Friday 26 September marks World Contraception Day. Increased public and policy focus on family planning over recent years means that it has crept up the agenda.

That’s a welcome development. Especially given that it’s 20 years since a ground-breaking agreement was made at the International Conference on Population and Development in Cairo. On that occasion UN delegates decided on an ambitious programme of action that recognises sexual reproductive health and rights as a human right and key to achieving women’s empowerment and gender equality.

Every woman’s right

Save the Children believes that family planning is integral to our work on child survival.

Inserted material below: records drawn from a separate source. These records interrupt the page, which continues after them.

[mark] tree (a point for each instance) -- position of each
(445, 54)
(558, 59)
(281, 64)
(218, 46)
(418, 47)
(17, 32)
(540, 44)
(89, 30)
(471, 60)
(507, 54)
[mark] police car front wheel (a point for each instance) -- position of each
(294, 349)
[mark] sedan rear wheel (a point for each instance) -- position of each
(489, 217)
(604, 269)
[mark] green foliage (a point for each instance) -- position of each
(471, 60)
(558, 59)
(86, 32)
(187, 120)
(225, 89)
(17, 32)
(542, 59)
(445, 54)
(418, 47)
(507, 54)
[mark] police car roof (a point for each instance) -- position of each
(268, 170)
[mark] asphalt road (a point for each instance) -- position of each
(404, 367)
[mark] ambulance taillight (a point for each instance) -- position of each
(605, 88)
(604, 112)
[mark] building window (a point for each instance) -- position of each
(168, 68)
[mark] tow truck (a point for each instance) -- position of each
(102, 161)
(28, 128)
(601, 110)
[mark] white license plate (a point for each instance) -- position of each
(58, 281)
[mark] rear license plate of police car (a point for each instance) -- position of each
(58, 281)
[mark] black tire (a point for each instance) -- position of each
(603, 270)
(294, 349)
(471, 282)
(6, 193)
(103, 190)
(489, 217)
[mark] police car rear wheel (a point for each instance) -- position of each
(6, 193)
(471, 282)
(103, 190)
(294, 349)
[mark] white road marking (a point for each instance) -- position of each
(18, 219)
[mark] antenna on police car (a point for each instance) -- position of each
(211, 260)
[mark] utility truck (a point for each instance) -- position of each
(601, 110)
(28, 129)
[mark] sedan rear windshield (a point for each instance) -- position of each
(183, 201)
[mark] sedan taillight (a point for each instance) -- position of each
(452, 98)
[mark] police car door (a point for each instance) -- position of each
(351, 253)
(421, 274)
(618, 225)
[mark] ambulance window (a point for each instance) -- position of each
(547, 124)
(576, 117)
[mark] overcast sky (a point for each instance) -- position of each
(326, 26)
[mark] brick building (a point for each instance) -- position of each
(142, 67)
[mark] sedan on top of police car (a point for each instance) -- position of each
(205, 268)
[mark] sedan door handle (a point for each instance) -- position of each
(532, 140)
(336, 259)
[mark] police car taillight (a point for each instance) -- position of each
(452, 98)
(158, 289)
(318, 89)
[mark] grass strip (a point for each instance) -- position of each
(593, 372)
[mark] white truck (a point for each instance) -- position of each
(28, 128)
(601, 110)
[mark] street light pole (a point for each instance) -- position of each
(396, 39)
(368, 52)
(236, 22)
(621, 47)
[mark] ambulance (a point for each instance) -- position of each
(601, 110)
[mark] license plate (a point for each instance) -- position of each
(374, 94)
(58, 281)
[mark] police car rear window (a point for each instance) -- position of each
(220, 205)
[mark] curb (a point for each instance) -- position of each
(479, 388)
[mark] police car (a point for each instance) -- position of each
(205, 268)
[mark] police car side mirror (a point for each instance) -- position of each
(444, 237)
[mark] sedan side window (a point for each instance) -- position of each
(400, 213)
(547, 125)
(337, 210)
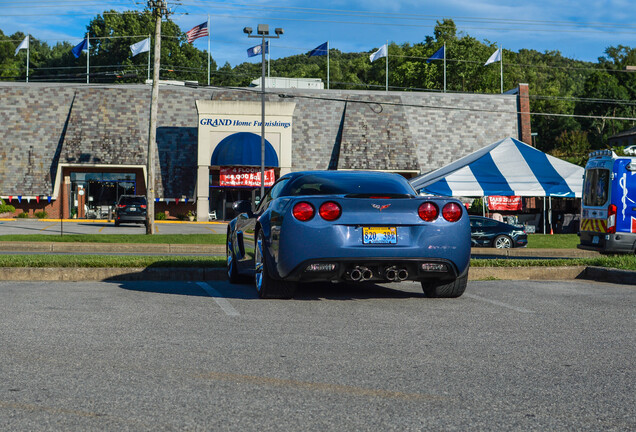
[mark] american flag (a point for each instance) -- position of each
(197, 32)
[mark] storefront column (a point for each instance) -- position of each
(203, 192)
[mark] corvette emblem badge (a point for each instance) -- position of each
(380, 207)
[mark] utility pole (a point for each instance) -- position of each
(158, 8)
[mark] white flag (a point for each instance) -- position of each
(139, 47)
(379, 53)
(23, 45)
(496, 56)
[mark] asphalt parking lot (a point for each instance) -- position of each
(211, 356)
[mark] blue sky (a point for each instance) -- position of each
(578, 29)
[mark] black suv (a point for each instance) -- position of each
(131, 209)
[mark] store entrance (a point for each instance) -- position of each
(95, 194)
(221, 200)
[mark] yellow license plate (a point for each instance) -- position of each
(379, 235)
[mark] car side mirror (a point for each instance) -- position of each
(243, 206)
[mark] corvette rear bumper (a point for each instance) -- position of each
(373, 269)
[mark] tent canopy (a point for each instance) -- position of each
(507, 167)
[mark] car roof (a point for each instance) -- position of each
(342, 173)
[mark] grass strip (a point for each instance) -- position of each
(556, 241)
(108, 261)
(119, 238)
(624, 262)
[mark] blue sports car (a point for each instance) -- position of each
(349, 226)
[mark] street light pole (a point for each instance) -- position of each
(263, 32)
(159, 9)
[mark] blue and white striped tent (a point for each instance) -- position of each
(507, 167)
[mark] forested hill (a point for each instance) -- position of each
(575, 104)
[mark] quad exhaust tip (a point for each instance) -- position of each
(360, 274)
(394, 274)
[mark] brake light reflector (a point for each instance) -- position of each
(330, 211)
(428, 211)
(452, 212)
(611, 219)
(303, 211)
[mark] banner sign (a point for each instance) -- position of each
(512, 203)
(245, 176)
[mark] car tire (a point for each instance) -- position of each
(502, 242)
(232, 270)
(266, 286)
(451, 289)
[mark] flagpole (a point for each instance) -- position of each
(148, 57)
(327, 65)
(444, 67)
(501, 65)
(387, 65)
(88, 55)
(28, 49)
(208, 50)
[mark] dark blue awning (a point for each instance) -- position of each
(243, 149)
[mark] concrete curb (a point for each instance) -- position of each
(73, 274)
(599, 274)
(111, 247)
(534, 253)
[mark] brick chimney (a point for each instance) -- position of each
(523, 104)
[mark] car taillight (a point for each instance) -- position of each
(303, 211)
(330, 211)
(611, 219)
(452, 212)
(428, 211)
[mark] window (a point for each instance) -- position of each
(351, 184)
(273, 193)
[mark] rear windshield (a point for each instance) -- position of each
(132, 200)
(355, 184)
(596, 187)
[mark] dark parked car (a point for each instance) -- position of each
(131, 209)
(486, 232)
(349, 226)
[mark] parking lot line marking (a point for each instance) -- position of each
(219, 299)
(498, 303)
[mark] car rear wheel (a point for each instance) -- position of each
(502, 242)
(232, 271)
(451, 289)
(266, 286)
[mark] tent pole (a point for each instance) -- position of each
(544, 215)
(550, 216)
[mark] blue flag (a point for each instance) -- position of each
(82, 46)
(256, 50)
(319, 50)
(439, 54)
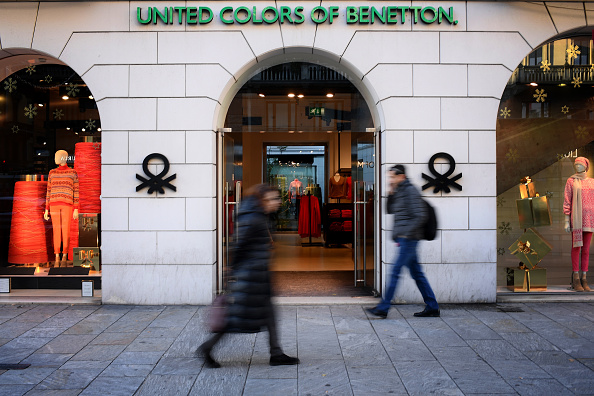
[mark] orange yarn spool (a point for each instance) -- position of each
(30, 235)
(87, 164)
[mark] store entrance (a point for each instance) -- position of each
(302, 128)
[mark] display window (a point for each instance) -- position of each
(545, 201)
(50, 174)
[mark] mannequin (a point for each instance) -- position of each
(337, 187)
(578, 208)
(61, 204)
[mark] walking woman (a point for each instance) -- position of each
(249, 298)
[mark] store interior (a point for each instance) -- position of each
(303, 129)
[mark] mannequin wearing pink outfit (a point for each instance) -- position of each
(578, 208)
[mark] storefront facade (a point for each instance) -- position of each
(432, 75)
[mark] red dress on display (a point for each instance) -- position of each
(581, 237)
(309, 217)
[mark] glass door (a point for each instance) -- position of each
(363, 172)
(231, 193)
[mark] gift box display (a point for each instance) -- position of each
(88, 230)
(533, 212)
(530, 248)
(522, 279)
(87, 257)
(527, 188)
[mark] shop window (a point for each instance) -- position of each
(45, 109)
(545, 121)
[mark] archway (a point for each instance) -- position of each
(306, 129)
(545, 120)
(45, 106)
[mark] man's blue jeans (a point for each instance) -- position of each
(408, 257)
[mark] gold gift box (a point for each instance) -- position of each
(521, 279)
(87, 257)
(533, 212)
(530, 248)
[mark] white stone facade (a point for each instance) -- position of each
(166, 88)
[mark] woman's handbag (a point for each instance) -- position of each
(217, 319)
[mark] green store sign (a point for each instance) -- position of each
(363, 15)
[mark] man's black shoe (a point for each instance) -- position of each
(377, 312)
(283, 360)
(428, 313)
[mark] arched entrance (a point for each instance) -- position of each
(46, 107)
(545, 120)
(306, 129)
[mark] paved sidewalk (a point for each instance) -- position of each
(509, 349)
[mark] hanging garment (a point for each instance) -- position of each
(349, 188)
(309, 217)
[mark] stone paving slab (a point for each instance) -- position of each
(503, 349)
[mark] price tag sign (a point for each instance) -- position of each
(88, 289)
(4, 285)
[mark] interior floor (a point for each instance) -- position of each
(289, 255)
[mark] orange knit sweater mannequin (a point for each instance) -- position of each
(61, 204)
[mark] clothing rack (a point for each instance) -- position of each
(310, 243)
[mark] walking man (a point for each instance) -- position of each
(410, 213)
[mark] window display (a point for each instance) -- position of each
(48, 117)
(545, 124)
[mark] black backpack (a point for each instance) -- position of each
(430, 226)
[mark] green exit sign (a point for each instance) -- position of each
(316, 112)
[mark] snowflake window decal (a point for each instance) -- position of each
(90, 124)
(30, 111)
(73, 90)
(10, 85)
(540, 95)
(577, 82)
(581, 132)
(512, 155)
(505, 228)
(573, 51)
(505, 112)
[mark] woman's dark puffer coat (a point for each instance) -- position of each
(249, 287)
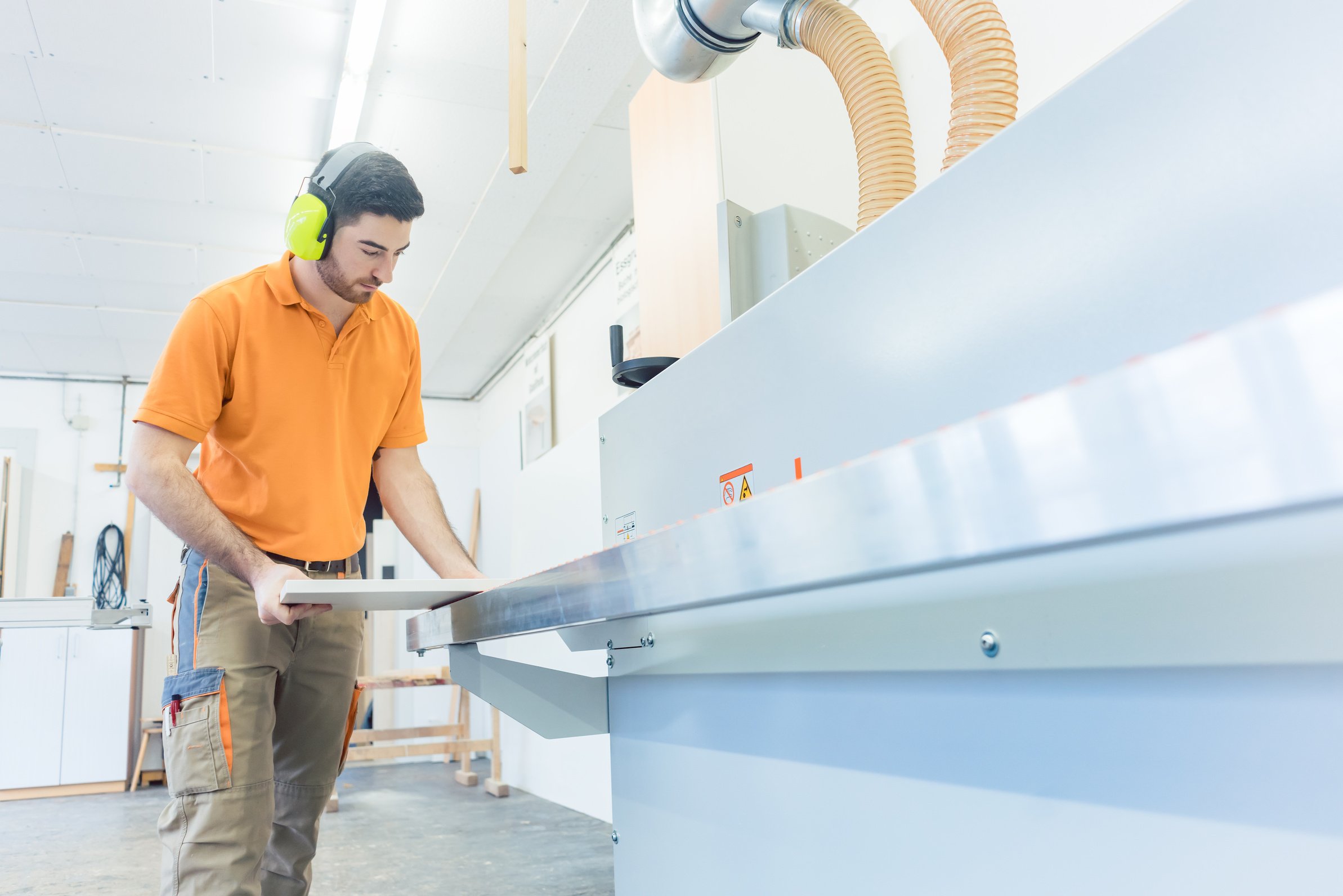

Our report, Every Woman’s Right, published ahead of the London Family Planning Summit in 2012, demonstrated how better access to reproductive health services has an important role to play in sustaining and accelerating progress in reducing child deaths.

As the report shows, that can’t be achieved without a more holistic approach that considers the right of women and girls to choose when or if they have children. Good-quality services and information are key.

Shocking figures

Every day, approximately 800 women die from preventable causes related to pregnancy and childbirth. 99% of these deaths occur in developing countries.

Lack of access to healthcare during birth also means that, for every woman who dies as a result of pregnancy, another 20 suffer debilitating or disabling conditions such as fistula.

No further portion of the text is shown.